Gli indagati “ostacolavano il transito dei veicoli che procedevano nel senso corretto di direzione, costringendoli a fermarsi o invertire il senso di marcia, ciò per rendere possibile al corteo di percorrere in controsenso, la strada, sino a giungere sotto la recinzione della casa circondariale di Bari, dove i manifestanti rivolgevano applausi ai detenuti reclusi nei caseggiati prospicenti, in particolare per omaggiare il suocero Di Gioia, ristretto in carcere”, si legge nell’ordinanza firmata dal gip del tribunale di Bari, Nicola Bonante , di cui LaPresse ha preso visione. “Le manovre poste in essere dai motociclisti del corteo risultavano idonee a causare un significativo disagio alla circolazione veicolare, oltre che determinare un concreto pericolo per incidenti stradali”, si legge ancora nel provvedimento del gip.

Bari, inchiesta corteo funebre 27enne: per gip no metodo mafioso

“Non può giungersi alla medesima conclusione rassegnata dal pm in relazione alle circostanze aggravanti contestate agli indagati”, si legge inoltre nell’ordinanza.

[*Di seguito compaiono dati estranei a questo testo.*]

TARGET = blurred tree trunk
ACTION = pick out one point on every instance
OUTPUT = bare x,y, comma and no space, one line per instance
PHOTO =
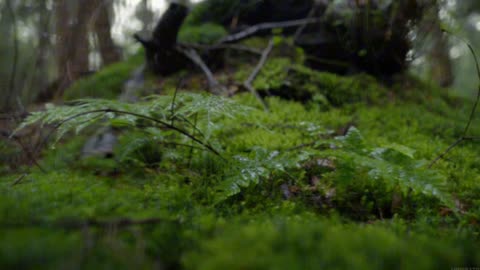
108,51
75,21
438,56
71,40
40,76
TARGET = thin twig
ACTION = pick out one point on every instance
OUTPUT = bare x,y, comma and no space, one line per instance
472,113
300,29
214,86
248,82
172,108
13,75
265,26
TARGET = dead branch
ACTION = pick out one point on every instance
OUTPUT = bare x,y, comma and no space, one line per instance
213,85
248,82
237,47
265,26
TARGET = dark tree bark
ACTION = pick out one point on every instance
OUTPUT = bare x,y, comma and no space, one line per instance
161,55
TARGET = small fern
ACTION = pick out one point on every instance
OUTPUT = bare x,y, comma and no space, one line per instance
181,114
247,170
394,164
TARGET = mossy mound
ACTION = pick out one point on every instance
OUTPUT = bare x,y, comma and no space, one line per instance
336,175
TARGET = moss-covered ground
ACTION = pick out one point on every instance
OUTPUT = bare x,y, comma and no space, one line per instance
335,176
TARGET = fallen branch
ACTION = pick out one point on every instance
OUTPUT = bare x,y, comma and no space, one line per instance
237,47
248,82
81,224
214,86
265,26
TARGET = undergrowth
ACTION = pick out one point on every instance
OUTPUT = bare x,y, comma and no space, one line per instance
336,175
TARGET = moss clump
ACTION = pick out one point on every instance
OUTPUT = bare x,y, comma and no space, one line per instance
306,242
280,77
106,83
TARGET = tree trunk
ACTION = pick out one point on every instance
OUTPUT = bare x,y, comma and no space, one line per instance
161,54
108,51
72,40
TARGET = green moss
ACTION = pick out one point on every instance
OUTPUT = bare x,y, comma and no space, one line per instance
305,242
295,192
283,78
106,83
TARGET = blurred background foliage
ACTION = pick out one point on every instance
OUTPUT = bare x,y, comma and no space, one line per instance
33,55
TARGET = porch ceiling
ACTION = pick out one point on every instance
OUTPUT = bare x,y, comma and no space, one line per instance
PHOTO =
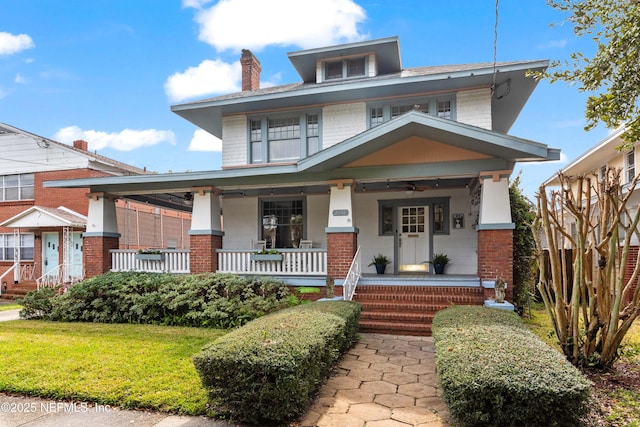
311,175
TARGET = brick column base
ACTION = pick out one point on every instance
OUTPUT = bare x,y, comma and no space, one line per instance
96,258
341,248
495,259
203,256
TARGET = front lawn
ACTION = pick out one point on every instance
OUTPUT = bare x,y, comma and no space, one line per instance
617,392
131,366
10,306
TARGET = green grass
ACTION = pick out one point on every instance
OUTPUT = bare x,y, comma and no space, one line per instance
625,404
131,366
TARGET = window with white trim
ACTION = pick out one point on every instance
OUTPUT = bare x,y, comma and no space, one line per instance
440,107
17,187
283,138
630,165
7,247
345,68
283,222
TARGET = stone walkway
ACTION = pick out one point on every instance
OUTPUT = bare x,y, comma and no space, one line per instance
385,380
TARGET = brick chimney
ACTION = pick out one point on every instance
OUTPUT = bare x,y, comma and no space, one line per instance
250,71
81,144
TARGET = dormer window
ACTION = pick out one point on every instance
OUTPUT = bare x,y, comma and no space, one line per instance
345,68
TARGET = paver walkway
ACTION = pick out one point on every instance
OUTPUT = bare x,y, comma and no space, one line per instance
385,380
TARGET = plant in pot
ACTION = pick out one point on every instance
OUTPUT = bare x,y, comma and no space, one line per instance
439,261
380,262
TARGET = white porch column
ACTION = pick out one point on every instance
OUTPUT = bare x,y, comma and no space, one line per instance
342,235
341,207
206,211
495,208
205,235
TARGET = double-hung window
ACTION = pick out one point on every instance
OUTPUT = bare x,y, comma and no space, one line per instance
283,138
345,68
283,222
630,165
8,246
17,187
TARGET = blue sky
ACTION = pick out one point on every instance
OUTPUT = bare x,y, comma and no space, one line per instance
108,70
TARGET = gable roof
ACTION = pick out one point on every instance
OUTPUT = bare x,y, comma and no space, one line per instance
512,76
592,159
41,216
502,151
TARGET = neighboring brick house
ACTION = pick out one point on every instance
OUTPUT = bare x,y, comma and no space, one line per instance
362,153
43,226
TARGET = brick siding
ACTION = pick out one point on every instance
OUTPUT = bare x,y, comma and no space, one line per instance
495,258
341,248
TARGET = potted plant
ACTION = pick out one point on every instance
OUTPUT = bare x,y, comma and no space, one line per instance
380,261
439,261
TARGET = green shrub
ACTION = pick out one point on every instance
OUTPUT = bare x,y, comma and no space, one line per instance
37,304
211,300
495,372
267,371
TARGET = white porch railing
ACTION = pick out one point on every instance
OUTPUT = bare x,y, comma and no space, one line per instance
300,262
171,261
60,275
353,276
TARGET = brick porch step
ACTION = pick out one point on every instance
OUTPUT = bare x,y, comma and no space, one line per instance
18,290
409,310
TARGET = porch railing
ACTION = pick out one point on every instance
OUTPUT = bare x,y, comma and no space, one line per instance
353,276
301,262
168,261
59,275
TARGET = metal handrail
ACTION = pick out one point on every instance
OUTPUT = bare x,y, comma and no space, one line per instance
13,267
353,276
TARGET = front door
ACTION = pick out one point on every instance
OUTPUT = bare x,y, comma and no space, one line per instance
413,238
51,254
76,256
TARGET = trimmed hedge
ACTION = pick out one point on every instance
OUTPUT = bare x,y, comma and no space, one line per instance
209,300
495,372
267,371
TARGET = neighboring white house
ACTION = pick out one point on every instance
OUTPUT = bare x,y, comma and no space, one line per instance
407,162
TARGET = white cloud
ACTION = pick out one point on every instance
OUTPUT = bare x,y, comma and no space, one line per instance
196,4
211,76
10,43
553,44
125,140
204,141
254,24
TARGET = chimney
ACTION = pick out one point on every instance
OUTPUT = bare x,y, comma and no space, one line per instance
250,71
81,145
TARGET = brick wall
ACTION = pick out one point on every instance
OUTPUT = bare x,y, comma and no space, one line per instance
341,248
495,258
203,258
95,254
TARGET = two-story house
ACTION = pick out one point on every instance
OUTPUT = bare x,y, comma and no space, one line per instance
41,229
361,153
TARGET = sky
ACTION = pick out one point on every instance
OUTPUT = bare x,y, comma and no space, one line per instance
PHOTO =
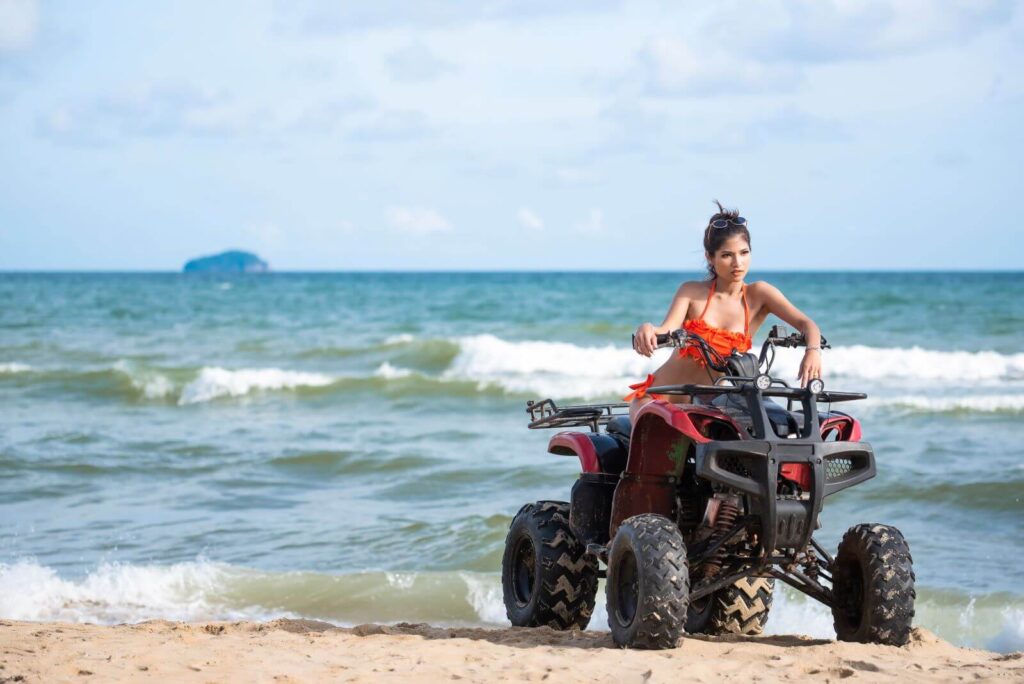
510,134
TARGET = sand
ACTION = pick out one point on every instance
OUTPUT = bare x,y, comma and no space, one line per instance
299,650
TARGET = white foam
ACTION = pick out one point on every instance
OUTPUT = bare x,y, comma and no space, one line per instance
484,594
389,372
216,382
116,593
565,370
980,403
152,384
556,369
14,368
795,613
400,581
894,366
1011,637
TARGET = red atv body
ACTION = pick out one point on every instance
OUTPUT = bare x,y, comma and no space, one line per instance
696,508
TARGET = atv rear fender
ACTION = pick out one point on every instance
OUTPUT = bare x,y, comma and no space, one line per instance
597,453
664,436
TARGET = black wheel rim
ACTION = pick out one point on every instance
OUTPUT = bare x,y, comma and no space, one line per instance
853,595
523,573
627,588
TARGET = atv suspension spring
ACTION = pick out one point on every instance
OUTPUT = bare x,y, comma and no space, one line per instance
724,521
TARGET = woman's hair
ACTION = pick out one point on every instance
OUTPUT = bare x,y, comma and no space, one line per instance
715,238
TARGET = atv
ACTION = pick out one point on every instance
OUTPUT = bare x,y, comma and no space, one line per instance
694,511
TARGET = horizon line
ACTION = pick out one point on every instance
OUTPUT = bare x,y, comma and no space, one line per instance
118,271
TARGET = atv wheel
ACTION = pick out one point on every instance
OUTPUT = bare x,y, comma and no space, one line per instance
741,608
872,586
546,578
648,583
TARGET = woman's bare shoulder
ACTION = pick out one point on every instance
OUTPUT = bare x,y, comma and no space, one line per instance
693,289
763,289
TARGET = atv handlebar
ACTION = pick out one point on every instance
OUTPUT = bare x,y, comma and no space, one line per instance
778,336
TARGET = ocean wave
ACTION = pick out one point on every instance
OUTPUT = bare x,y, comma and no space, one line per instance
204,590
986,403
551,369
895,366
213,383
907,379
565,370
13,368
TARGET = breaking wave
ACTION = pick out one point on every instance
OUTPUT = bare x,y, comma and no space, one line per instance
14,368
912,380
217,382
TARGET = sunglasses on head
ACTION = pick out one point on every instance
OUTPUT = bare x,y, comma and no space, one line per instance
724,222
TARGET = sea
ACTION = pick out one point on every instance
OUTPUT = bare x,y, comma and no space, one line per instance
351,446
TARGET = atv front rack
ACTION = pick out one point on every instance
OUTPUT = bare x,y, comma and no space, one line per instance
545,414
787,392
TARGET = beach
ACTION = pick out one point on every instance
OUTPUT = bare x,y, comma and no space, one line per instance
351,447
302,650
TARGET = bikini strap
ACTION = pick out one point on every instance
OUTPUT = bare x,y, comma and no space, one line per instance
747,314
710,294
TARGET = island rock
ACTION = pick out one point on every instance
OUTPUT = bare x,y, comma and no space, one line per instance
233,261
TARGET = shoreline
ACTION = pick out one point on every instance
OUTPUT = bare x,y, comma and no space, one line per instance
305,650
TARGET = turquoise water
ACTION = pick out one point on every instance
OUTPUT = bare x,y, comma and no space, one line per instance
352,446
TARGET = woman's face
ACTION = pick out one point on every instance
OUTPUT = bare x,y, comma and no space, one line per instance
732,259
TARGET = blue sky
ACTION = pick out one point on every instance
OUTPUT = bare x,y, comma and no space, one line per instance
510,134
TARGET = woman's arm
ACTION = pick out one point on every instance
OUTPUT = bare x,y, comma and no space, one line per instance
645,339
775,302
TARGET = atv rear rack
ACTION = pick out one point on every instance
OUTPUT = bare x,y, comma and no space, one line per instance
545,414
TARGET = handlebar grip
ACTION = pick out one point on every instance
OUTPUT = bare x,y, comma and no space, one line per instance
663,340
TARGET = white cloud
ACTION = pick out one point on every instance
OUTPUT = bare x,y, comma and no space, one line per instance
528,219
417,63
418,220
671,67
18,20
593,224
152,112
815,31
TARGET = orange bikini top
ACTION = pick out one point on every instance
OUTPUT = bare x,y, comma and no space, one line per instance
723,341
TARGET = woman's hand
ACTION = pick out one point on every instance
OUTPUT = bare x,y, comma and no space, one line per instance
645,339
810,367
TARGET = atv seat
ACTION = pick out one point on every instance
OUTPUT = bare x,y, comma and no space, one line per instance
621,426
782,422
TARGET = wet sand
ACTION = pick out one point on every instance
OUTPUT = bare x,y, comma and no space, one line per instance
299,650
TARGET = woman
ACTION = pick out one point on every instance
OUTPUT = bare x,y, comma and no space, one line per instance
723,310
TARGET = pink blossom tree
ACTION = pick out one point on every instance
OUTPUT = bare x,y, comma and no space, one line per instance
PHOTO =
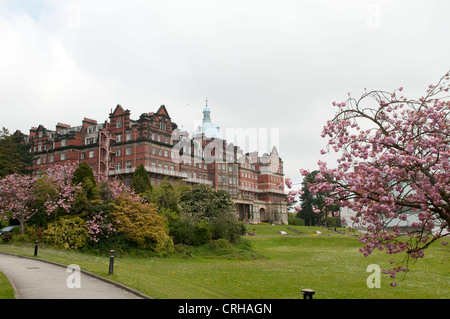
17,196
392,169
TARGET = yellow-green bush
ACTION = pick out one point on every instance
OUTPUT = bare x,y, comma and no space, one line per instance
66,233
141,223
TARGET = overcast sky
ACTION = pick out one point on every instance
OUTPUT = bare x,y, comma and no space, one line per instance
261,64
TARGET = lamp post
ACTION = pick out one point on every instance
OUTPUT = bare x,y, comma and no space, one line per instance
36,245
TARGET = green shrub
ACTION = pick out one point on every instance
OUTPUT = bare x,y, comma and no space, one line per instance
202,234
182,230
67,233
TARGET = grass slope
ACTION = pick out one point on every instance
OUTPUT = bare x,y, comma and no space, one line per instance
275,267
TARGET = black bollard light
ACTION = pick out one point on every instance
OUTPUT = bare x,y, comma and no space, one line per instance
36,245
111,262
308,293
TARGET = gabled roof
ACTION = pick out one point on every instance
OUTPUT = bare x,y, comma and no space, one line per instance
119,111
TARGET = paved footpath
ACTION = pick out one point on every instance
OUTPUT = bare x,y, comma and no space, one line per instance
37,279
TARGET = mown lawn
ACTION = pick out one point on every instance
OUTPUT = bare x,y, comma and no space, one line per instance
268,265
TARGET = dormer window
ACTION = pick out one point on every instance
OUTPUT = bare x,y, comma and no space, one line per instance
162,125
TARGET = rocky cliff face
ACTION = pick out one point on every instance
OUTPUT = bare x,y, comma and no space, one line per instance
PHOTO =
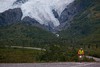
71,10
66,17
10,16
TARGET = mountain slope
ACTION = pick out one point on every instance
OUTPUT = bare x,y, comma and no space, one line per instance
20,34
85,26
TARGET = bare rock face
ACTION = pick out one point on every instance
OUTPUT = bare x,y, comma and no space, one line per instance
10,16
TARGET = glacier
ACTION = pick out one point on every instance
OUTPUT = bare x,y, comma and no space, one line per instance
40,10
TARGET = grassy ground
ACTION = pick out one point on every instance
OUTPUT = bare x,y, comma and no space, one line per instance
12,55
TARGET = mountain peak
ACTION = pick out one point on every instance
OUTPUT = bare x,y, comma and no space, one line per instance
40,10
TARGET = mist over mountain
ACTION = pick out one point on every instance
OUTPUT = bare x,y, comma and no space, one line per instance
40,10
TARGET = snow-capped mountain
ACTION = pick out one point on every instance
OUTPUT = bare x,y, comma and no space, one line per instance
42,11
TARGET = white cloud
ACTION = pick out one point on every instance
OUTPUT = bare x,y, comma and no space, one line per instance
41,10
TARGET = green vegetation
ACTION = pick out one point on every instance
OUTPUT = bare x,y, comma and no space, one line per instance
84,31
14,55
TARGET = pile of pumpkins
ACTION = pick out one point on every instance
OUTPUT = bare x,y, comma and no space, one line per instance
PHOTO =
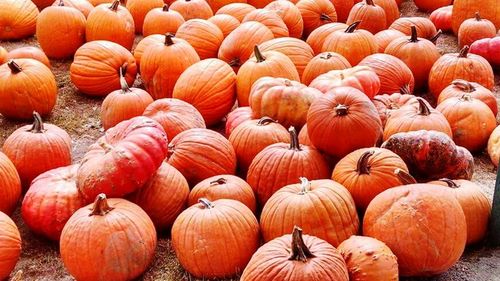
327,142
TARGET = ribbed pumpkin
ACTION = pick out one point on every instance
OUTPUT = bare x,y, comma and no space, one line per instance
44,144
18,19
266,96
281,164
174,116
201,153
464,66
196,86
296,257
252,136
204,36
51,200
60,30
163,197
111,22
323,207
432,229
10,245
116,222
122,160
271,63
215,239
123,104
26,85
354,44
163,63
224,187
96,68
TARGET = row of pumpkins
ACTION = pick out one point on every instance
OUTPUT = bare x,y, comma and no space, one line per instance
354,94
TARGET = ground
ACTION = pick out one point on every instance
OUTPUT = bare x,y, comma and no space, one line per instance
79,116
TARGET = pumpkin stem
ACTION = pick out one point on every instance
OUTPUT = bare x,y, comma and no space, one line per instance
300,252
101,206
362,167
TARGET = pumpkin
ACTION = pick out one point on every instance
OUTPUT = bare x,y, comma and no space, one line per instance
360,77
26,85
51,200
464,66
290,15
18,19
163,63
192,9
123,104
448,160
223,226
269,63
475,204
116,222
393,73
371,16
60,30
354,44
161,21
163,197
252,136
333,122
239,45
367,172
470,119
201,153
369,259
174,116
459,87
316,13
303,257
224,187
425,213
323,63
10,245
122,160
112,23
204,36
335,217
196,86
419,54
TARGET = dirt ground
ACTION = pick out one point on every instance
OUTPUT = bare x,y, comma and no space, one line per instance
79,116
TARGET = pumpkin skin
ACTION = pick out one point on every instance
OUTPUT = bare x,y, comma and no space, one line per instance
337,114
122,160
419,246
174,116
310,258
324,207
367,172
448,161
163,197
95,70
163,63
18,19
369,259
10,245
60,30
464,66
191,151
117,222
199,221
111,22
224,187
252,136
51,200
45,144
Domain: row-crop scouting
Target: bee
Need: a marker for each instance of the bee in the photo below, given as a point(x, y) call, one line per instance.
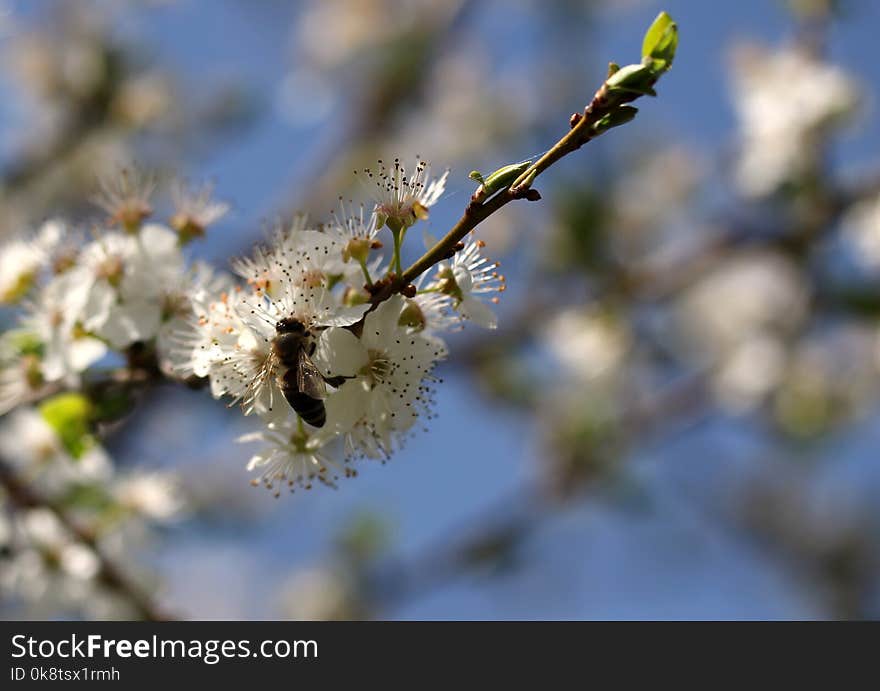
point(301, 382)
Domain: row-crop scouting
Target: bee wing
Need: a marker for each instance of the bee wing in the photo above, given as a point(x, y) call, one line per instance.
point(261, 384)
point(309, 379)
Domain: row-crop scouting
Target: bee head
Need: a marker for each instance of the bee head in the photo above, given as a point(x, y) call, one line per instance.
point(290, 325)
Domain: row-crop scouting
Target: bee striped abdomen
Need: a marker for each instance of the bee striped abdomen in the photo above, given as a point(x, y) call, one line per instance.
point(311, 410)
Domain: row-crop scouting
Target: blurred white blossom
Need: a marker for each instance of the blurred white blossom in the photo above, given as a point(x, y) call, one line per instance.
point(784, 101)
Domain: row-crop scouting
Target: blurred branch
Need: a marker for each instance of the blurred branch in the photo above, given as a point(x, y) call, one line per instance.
point(109, 574)
point(511, 519)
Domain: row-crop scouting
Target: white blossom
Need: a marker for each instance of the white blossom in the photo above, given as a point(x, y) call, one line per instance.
point(783, 100)
point(21, 261)
point(469, 278)
point(403, 199)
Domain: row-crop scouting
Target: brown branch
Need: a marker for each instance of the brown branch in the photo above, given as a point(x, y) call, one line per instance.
point(582, 131)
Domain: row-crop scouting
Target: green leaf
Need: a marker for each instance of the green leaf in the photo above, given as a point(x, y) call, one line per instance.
point(660, 44)
point(620, 116)
point(636, 79)
point(69, 415)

Per il gip “deve escludersi che gli indagati, nel caso in oggetto, si siano avvalsi della prerogative idonee a ritenere configurabile, a loro carico, l’aggravante del metodo mafioso” perché “risultano carenti alcuni presupposti indefettibili per l’integrabilità”. In primis, scrive il gip, “non appare ravvisabile per alcuno degli indagati l’evocazione di un sodalizio a matrice mafiosa al quale ancorare la provenienza delle azioni poste in essere nel corso del corteo”. E poi “non risulta affatto dimostrato alcuno stato di soggezione, intimidazione e omertà che deriva dalla forza tipica del vincolo associativo, né la percezione della ipotizzata provenienza mafiosa e neppure la consapevolezza di quanto stesse realmente accadendo”.

“Appare verosimile che la soccombenza e l’acquiescenza alle prepotenti condotte poste in essere dagli indagati, lungi dall’essere la conseguenza della maggiore forza prevaricatrice tipica del vincolo associativo, rappresentano la più logica e prevedibile reazione che persone con condotte di vita regolari, peraltro colte di sorpresa in una brevissima porzione di vita quotidiana al volante, manifestano a fronte di comportamenti di soggetti certamente privi di qualsivoglia senso civico, inseriti in contesti di degrado sociale e culturale”, prosegue poi l’ordinanza del Gip, nella quale si legge che gli indagati sarebbero stati “adusi ad atti di prepotenza verso il prossimo, nei cui confronti la desistenza da ogni possibile forma di ribellione risulta una reazione plausibile, comprensibile e giustificabile, anche alla luce della estrema rapidità degli accadimenti”.